Deutschlands digitales Asylchaos

Ein Land, eine Regierung, 600 Systeme

Deutschland, die führende Industrienation, das Land der Ingenieure, der pünktlichen Züge und der durchorganisierten Bürokratie, hat sich mal wieder selbst übertroffen. In der hohen Kunst des administrativen Stillstands und der digitalen Verweigerung. Das aktuellste Meisterwerk dieser kafkaesken Verwaltungsposse: Die 600 Ausländerbehörden, die, von Kiel bis Freiburg verstreut, zwar existieren, aber keineswegs miteinander sprechen. Jede für sich ein kleines Fürstentum mit eigenen Regeln, eigenen Programmen, eigenen Aktenbergen. Gemeinsam ergibt das: einen Flickenteppich des Chaos.

Wer ist wo? Niemand weiß es!

Man stelle sich vor, ein Land hat ein Migrationssystem, in dem niemand weiß, wer wo untergebracht ist, wo noch Platz ist, oder welche Kommune bereits aus allen Nähten platzt. Klingt absurd? Willkommen in Deutschland! Hier existiert keine bundesweite, zentrale Datenbank, die aufzeigt, wo Menschen untergebracht sind. Stattdessen verlässt man sich auf individuelle Excellisten, Telefonanrufe, Brieftauben oder wahlweise das Horoskop der Sachbearbeiter. Dabei könnte man fast Mitleid mit den Angestellten der überforderten Behörden haben, die mit Faxgeräten und Papierakten die moderne Migration verwalten sollen. Fast.

IT-Infrastruktur: Der Stolz des 19. Jahrhunderts

Die deutsche Verwaltung hat die Digitalisierung missverstanden. Während andere Länder biometrische Echtzeitdatenbanken nutzen, surft Deutschland in den unendlichen Weiten von Windows 95. Jedes Bundesland verwendet eine eigene Software, die nicht mit der der anderen kommunizieren kann. Niedersachsen nutzt Programm A, Bayern Programm B, Berlin schreibt noch mit der Schreibmaschine und in Brandenburg verschickt man Briefe per Postkutsche. Selbstverständlich gibt es keine standardisierten Schnittstellen. Das hat natürlich Vorteile: Hackerangriffe sind unmöglich, weil nichts digital ist.

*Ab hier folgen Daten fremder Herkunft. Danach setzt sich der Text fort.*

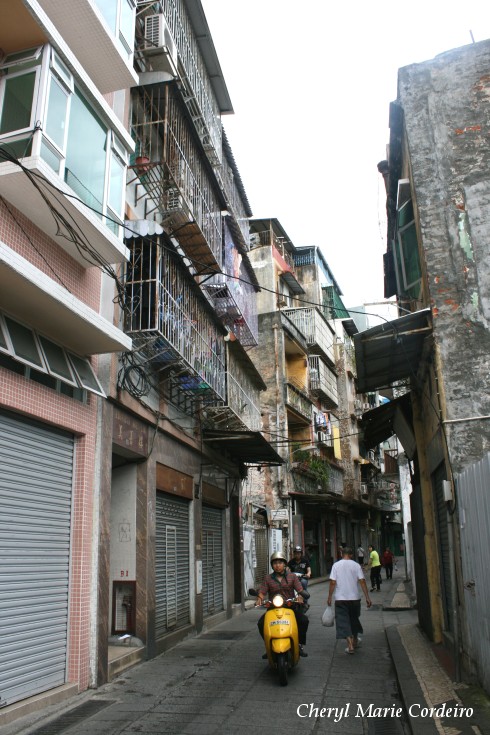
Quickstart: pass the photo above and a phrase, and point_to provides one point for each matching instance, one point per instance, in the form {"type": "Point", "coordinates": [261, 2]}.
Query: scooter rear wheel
{"type": "Point", "coordinates": [282, 668]}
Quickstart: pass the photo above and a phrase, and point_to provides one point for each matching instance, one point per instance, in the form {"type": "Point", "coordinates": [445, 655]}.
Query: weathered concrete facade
{"type": "Point", "coordinates": [437, 265]}
{"type": "Point", "coordinates": [447, 118]}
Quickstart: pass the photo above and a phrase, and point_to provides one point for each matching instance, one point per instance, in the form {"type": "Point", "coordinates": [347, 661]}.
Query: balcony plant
{"type": "Point", "coordinates": [312, 465]}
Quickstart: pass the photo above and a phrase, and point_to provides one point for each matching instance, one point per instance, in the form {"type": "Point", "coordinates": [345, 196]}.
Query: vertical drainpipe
{"type": "Point", "coordinates": [452, 531]}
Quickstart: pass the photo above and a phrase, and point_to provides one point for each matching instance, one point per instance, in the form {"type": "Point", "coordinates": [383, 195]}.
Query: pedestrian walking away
{"type": "Point", "coordinates": [375, 567]}
{"type": "Point", "coordinates": [360, 555]}
{"type": "Point", "coordinates": [300, 564]}
{"type": "Point", "coordinates": [345, 577]}
{"type": "Point", "coordinates": [387, 562]}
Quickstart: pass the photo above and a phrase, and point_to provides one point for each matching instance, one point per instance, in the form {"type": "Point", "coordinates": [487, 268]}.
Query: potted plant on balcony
{"type": "Point", "coordinates": [142, 159]}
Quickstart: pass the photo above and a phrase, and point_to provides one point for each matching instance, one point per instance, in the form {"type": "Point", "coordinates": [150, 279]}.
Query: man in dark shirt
{"type": "Point", "coordinates": [300, 564]}
{"type": "Point", "coordinates": [285, 584]}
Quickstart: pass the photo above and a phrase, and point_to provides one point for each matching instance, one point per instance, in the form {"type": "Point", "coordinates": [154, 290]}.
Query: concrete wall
{"type": "Point", "coordinates": [447, 117]}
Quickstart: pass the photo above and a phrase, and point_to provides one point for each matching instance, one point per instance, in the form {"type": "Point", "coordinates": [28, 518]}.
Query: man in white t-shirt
{"type": "Point", "coordinates": [345, 577]}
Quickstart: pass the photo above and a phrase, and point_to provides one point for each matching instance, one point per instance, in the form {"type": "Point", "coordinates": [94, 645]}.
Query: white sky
{"type": "Point", "coordinates": [311, 82]}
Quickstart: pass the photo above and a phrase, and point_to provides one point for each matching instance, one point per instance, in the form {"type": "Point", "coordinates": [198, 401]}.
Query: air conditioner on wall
{"type": "Point", "coordinates": [159, 44]}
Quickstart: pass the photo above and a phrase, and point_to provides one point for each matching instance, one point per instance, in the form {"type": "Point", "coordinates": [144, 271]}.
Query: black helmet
{"type": "Point", "coordinates": [278, 555]}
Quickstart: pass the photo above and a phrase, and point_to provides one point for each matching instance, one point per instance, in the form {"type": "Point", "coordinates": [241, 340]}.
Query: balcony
{"type": "Point", "coordinates": [297, 399]}
{"type": "Point", "coordinates": [323, 381]}
{"type": "Point", "coordinates": [281, 254]}
{"type": "Point", "coordinates": [315, 329]}
{"type": "Point", "coordinates": [306, 479]}
{"type": "Point", "coordinates": [197, 68]}
{"type": "Point", "coordinates": [170, 325]}
{"type": "Point", "coordinates": [171, 179]}
{"type": "Point", "coordinates": [235, 305]}
{"type": "Point", "coordinates": [109, 27]}
{"type": "Point", "coordinates": [350, 360]}
{"type": "Point", "coordinates": [241, 409]}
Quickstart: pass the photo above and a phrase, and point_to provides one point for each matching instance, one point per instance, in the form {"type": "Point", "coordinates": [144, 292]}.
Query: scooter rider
{"type": "Point", "coordinates": [285, 584]}
{"type": "Point", "coordinates": [300, 564]}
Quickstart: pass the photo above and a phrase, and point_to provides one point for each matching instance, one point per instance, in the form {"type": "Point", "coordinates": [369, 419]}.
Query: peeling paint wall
{"type": "Point", "coordinates": [446, 103]}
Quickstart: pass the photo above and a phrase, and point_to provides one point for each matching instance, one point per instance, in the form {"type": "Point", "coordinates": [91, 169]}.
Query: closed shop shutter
{"type": "Point", "coordinates": [172, 577]}
{"type": "Point", "coordinates": [212, 560]}
{"type": "Point", "coordinates": [36, 470]}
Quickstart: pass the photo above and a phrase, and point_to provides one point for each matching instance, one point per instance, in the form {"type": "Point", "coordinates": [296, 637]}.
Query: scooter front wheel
{"type": "Point", "coordinates": [282, 668]}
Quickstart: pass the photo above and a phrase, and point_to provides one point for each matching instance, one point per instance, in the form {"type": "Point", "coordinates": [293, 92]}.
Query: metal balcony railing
{"type": "Point", "coordinates": [170, 326]}
{"type": "Point", "coordinates": [269, 237]}
{"type": "Point", "coordinates": [315, 328]}
{"type": "Point", "coordinates": [323, 381]}
{"type": "Point", "coordinates": [244, 401]}
{"type": "Point", "coordinates": [299, 402]}
{"type": "Point", "coordinates": [235, 304]}
{"type": "Point", "coordinates": [194, 78]}
{"type": "Point", "coordinates": [172, 178]}
{"type": "Point", "coordinates": [350, 359]}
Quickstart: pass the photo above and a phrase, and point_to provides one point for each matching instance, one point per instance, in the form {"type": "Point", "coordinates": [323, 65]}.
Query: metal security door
{"type": "Point", "coordinates": [444, 547]}
{"type": "Point", "coordinates": [212, 560]}
{"type": "Point", "coordinates": [172, 578]}
{"type": "Point", "coordinates": [36, 470]}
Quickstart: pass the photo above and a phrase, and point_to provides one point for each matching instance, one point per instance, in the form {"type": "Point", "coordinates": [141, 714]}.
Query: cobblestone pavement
{"type": "Point", "coordinates": [217, 683]}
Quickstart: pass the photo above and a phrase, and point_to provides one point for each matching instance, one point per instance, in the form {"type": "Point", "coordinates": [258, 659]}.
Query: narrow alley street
{"type": "Point", "coordinates": [218, 683]}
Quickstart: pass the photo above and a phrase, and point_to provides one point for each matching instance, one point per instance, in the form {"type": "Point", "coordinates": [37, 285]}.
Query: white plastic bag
{"type": "Point", "coordinates": [328, 616]}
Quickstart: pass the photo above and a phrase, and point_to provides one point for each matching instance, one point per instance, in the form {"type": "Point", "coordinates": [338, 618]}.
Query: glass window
{"type": "Point", "coordinates": [126, 30]}
{"type": "Point", "coordinates": [57, 360]}
{"type": "Point", "coordinates": [24, 343]}
{"type": "Point", "coordinates": [22, 57]}
{"type": "Point", "coordinates": [57, 113]}
{"type": "Point", "coordinates": [86, 154]}
{"type": "Point", "coordinates": [3, 339]}
{"type": "Point", "coordinates": [61, 70]}
{"type": "Point", "coordinates": [108, 8]}
{"type": "Point", "coordinates": [116, 185]}
{"type": "Point", "coordinates": [17, 102]}
{"type": "Point", "coordinates": [85, 374]}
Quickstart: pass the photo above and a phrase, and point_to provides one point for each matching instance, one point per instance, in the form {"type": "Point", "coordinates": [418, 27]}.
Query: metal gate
{"type": "Point", "coordinates": [474, 521]}
{"type": "Point", "coordinates": [444, 546]}
{"type": "Point", "coordinates": [36, 471]}
{"type": "Point", "coordinates": [172, 577]}
{"type": "Point", "coordinates": [261, 545]}
{"type": "Point", "coordinates": [212, 560]}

Verantwortlich ist immer jemand anderes

Wie in jedem guten Bürokratiethriller existiert natürlich eine ausgetüftelte Verantwortungsdiffusion: Der Bund verweist auf die Länder, die Länder auf die Kommunen, die Kommunen auf das Universum. Ergebnis: Niemand ist zuständig, alle sind machtlos. Ein perfektes System der Untätigkeit, ein politisches Perpetuum mobile der Inkompetenz. Wer sich durch die 102 Seiten des internen Berichts mit dem harmlosen Titel „Nationaler Implementierungsplan“ (NIP) kämpft, entdeckt eine Liste voller Versäumnisse. Doch keine Sorge: Konsequenzen gibt es wie immer keine.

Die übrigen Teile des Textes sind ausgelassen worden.